Lakerbaya expressed a desire that heedful and not indifferent people worked in the commission on missing persons. “It is a very hard job. A lot of parents do not want to believe that their children have been killed. They do not want any welfare and allowances, they wait and hope that their children have not been killed and will return”, Leonid Lakerbaya said regretfully.

The vice PM emphasized that the government makes a close study of all appeals received from the Mothers Movement. In his opinion, the missing persons who have been given the same status as the dead during the war, should be a separate category in the database. In the lists of the missing persons service men and civilians should be marked out.

Lakerbaya thanked the ICRC Mission in Abkhazia for active assistance in resumption of the missing persons program.

“I hope that with the help from the ICRC we will carry out the DNA analysis of the buried in the places we know”, Lakerbaya said.

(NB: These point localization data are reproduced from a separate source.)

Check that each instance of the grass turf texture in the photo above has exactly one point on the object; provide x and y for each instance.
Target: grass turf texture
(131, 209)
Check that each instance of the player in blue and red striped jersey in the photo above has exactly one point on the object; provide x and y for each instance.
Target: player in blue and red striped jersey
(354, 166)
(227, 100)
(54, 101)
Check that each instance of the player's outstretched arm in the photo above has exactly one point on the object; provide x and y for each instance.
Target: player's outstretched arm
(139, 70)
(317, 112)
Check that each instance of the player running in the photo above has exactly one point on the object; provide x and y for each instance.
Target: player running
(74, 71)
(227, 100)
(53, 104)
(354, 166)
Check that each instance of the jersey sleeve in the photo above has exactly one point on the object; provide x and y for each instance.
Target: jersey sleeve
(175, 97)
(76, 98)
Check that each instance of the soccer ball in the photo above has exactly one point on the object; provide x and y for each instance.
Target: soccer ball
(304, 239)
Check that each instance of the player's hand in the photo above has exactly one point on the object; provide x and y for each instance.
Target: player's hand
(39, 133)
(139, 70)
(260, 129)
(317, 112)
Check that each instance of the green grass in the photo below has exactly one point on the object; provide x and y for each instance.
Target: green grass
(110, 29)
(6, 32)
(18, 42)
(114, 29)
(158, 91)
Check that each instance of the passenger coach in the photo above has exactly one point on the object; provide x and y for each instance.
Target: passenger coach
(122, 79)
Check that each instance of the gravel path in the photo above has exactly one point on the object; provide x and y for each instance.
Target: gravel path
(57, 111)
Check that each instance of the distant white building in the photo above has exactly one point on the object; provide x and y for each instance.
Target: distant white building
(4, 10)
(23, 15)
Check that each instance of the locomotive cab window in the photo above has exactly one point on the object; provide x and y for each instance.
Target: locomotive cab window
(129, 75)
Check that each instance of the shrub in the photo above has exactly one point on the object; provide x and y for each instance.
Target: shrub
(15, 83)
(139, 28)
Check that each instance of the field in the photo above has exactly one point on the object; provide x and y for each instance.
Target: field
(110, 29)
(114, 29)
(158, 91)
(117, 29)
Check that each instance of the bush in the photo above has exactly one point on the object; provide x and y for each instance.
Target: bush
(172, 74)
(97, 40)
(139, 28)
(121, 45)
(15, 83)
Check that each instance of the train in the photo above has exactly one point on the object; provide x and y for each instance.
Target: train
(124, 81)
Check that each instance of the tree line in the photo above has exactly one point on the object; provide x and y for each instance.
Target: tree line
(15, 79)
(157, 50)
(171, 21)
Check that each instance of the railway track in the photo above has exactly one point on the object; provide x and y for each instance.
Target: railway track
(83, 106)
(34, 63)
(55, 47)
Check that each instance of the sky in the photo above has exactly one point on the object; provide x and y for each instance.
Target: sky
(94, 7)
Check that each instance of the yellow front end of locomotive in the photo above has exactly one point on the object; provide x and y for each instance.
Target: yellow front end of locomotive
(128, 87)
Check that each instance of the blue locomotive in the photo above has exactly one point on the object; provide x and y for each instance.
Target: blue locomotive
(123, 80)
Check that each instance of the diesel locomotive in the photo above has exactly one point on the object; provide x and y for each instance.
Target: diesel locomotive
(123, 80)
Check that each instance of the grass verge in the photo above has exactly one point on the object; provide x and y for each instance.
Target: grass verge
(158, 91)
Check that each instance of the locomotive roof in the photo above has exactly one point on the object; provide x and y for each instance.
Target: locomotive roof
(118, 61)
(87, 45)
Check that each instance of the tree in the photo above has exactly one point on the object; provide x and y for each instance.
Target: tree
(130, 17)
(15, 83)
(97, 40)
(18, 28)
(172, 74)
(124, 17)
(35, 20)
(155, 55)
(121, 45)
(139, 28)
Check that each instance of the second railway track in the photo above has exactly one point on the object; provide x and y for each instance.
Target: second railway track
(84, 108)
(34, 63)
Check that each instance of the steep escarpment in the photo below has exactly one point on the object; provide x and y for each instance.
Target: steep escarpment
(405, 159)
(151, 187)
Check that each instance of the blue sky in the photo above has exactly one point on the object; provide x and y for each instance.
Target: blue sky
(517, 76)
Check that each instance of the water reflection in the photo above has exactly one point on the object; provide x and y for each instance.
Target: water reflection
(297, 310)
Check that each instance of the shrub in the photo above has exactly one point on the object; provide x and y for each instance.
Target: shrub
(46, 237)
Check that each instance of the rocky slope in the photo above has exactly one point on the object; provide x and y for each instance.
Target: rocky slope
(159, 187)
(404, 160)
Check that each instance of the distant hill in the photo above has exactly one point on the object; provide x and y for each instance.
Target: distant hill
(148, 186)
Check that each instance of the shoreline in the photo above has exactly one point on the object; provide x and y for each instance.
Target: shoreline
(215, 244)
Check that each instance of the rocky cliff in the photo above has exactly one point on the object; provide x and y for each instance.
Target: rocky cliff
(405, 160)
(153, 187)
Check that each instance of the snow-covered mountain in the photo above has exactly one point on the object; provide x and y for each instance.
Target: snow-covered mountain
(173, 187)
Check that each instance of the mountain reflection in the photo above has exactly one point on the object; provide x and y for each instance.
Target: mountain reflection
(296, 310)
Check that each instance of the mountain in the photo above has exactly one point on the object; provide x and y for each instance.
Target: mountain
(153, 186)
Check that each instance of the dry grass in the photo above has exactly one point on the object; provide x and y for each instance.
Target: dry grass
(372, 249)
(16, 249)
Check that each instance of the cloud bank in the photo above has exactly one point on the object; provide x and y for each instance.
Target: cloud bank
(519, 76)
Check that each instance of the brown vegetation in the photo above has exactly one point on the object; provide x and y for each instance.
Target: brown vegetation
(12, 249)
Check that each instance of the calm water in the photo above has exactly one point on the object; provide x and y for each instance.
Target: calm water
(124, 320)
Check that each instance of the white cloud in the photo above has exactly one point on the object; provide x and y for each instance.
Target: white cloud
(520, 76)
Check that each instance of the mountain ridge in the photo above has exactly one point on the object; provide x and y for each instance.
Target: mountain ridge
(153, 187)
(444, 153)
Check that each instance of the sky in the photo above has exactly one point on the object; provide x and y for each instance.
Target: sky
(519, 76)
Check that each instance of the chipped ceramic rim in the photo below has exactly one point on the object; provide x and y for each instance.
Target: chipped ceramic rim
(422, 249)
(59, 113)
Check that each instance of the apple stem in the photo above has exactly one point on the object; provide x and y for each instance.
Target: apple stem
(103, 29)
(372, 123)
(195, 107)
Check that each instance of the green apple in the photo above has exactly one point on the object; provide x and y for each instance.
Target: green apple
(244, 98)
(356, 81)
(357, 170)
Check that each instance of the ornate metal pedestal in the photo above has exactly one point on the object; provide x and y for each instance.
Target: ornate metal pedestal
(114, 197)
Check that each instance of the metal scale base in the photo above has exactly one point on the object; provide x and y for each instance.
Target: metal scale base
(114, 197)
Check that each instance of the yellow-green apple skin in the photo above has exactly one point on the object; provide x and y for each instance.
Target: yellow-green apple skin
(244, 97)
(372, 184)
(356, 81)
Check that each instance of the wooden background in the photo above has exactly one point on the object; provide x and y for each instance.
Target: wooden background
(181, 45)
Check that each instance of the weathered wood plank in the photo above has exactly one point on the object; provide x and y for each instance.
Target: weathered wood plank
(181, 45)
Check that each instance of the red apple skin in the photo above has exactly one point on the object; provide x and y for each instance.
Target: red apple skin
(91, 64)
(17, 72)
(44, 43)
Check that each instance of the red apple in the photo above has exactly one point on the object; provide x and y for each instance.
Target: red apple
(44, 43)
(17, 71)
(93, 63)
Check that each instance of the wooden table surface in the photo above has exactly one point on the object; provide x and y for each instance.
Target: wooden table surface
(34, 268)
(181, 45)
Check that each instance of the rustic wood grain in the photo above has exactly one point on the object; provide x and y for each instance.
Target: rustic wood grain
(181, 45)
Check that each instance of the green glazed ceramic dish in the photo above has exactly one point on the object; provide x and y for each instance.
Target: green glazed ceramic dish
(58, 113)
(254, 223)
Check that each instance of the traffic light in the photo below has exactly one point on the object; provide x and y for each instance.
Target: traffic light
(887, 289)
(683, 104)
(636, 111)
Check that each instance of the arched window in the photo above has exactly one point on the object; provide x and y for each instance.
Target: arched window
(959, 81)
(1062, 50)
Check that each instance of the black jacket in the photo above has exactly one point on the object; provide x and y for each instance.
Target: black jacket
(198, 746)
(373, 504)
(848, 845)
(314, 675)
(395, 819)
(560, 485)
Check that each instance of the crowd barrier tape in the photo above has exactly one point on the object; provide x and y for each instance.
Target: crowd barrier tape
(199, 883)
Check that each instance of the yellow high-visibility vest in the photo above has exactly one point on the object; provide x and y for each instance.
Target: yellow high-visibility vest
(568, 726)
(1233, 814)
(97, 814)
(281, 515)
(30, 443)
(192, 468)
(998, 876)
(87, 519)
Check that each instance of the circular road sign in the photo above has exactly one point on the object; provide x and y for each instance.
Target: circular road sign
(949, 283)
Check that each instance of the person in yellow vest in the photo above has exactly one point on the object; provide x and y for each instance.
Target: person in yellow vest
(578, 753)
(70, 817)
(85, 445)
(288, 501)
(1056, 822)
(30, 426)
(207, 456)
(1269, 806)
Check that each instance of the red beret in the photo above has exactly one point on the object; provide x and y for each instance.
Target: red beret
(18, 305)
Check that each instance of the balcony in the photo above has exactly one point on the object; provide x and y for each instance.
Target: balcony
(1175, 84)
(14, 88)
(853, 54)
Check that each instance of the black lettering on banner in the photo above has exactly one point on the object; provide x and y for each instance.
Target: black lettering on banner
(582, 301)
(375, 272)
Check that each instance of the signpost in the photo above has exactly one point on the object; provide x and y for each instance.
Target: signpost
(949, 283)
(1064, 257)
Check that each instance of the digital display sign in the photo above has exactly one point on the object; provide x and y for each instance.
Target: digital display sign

The vice PM drew attention to the fact that several unknown soldiers killed during the 1992-1993 Georgian-Abkhaz war were buried in the Glory Park. “It is very important for us to identify at least one of them”, Lakerbaya added.

He said that ten years ago the DNA analysis issue was a painful one, and the families hoped to find the missing persons some other way. Today the missing soldiers' mothers have agreed to the DSA analysis.

“I hope that from the Georgian party responsible people will deal with the missing persons problem. If this problem is not politicized, we can succeed in solving it”, Lakerbaya said.